America’s Democrats can’t risk another ‘basket of deplorables’ moment

RASHMEE ROSHAN LALL November 13, 2021

Photo by Bermix Studio on Unsplash

Remember Hillary Clinton’s “basket of deplorables” moment? The 2016 Democratic presidential nominee stood at a lectern emblazoned with the inclusive message “Stronger Together” and basically let rip at a sizeable proportion of America. Half of Donald Trump’s supporters, she said, were “racist, sexist, homophobic, xenophobic, Islamophobic – you name it”.

They were, she said, laughing, a “basket of deplorables“.

The disdain set off a firestorm two months before election day and Mrs Clinton quickly apologised, but still lost to Mr Trump. It was a teachable moment for the Democratic Party, except that it seems to have learnt nothing from the incident.

In 2021, after Terry McAuliffe’s defeat to Glenn Youngkin in the Virginia governor’s race, liberal Twitter, Democratic Twitter and highly educated Twitter have been slagging off Mr Youngkin’s voters as dupes or disguised racists.
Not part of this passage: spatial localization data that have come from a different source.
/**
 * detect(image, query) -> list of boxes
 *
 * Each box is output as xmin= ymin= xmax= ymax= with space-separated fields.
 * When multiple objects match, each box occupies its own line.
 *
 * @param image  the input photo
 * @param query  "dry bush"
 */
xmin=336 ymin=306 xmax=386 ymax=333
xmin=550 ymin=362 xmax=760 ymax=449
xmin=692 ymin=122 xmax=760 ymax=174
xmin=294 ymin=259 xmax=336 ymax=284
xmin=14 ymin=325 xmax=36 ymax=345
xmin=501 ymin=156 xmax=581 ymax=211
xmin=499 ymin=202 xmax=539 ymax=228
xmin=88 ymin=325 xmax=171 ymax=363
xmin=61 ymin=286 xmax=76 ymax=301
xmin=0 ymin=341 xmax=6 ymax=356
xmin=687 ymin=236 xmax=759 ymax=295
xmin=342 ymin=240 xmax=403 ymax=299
This is not the way to appeal to voters. Especially when the following points emerge from the November 2 Virginia election:

** Voters not only chose Mr Youngkin, they also picked Virginia’s first-ever black female lieutenant-governor, and its first Hispanic attorney-general. Both are Republican. It’s hardly a sign that Virginia’s voters are racist and misogynist.

** Mr Youngkin came across on the campaign trail as more balanced than a lot of frenzied anti-racism campaigners. In response to parents’ concerns about the rather extreme critique of the existing system, Mr Youngkin said: “We will teach all history, the good and the bad . . . We have an amazing history, but we also have some dark and abhorrent chapters. We must teach them all. We can’t know where we’re going unless we know where we come from.” This made a lot of sense to people. After all, as  Ed Luce, the Financial Times US national editor, recently pointed out (paywall), “there is nothing liberal about telling children their race is their most important characteristic,”. He added that in so doing, the Democrats give “Republican critics of CRT [critical race theory] the space to ‘bash the left and earn cred by merely sounding like . . . Obama ’08’,” a point made by Nate Cohn in The New York Times. Mr Luce is very clear (and I agree with him) that all of us who want to teach children the skills of critical thinking, would find it hard to disagree with Mr Youngkin’s comments on the campaign trail.

** Mr Luce also recently provided a link to what the Virginia education department is reading. Click on the link and check it out for yourself. It is a revelation. He says, correctly, that liberal Twitter may have been right in a pedantic sense that CRT is not being taught in most schools and that it “is a college-level discipline that originated with legal scholars (in a nutshell, enforcing equality of rights is not enough in a society suffering from the structural legacy of slavery”. But, most parents don’t particularly know or care about the technical definition of CRT. As Mr Luce said, parents “do know that what their children are being taught sounds a lot like it.”

Perry Bacon Jr is right to say in the Washington Post that the Republican Party “has embraced a strategy of White grievance” and is constantly “attacking how public schools teach about race and racism” with false narratives. That said, Democrats need to look at how their message is heard and the response to the Republican messaging.

** Naturally, all sensible people move away from extremes. Hence, the so-called “revenge of the pissed off suburban Mom”, which basically refers to the 13-point shift towards Republicans in 2021 compared to November 2020 among white women in Virginia’s northern suburbs.  Mr Bacon quotes University of Denver political scientist Seth Masket: “A substantial faction of the Democratic Party reliably blames any loss on the party’s commitments to diversity and civil rights.”

I’m not sure if it’s the commitments so much as how they’re pushed. If it’s faculty-lounge politics, there are undoubted challenges for the Democratic Party. So too their tendency to regard other points of view as suited only to “a basket of deplorables”.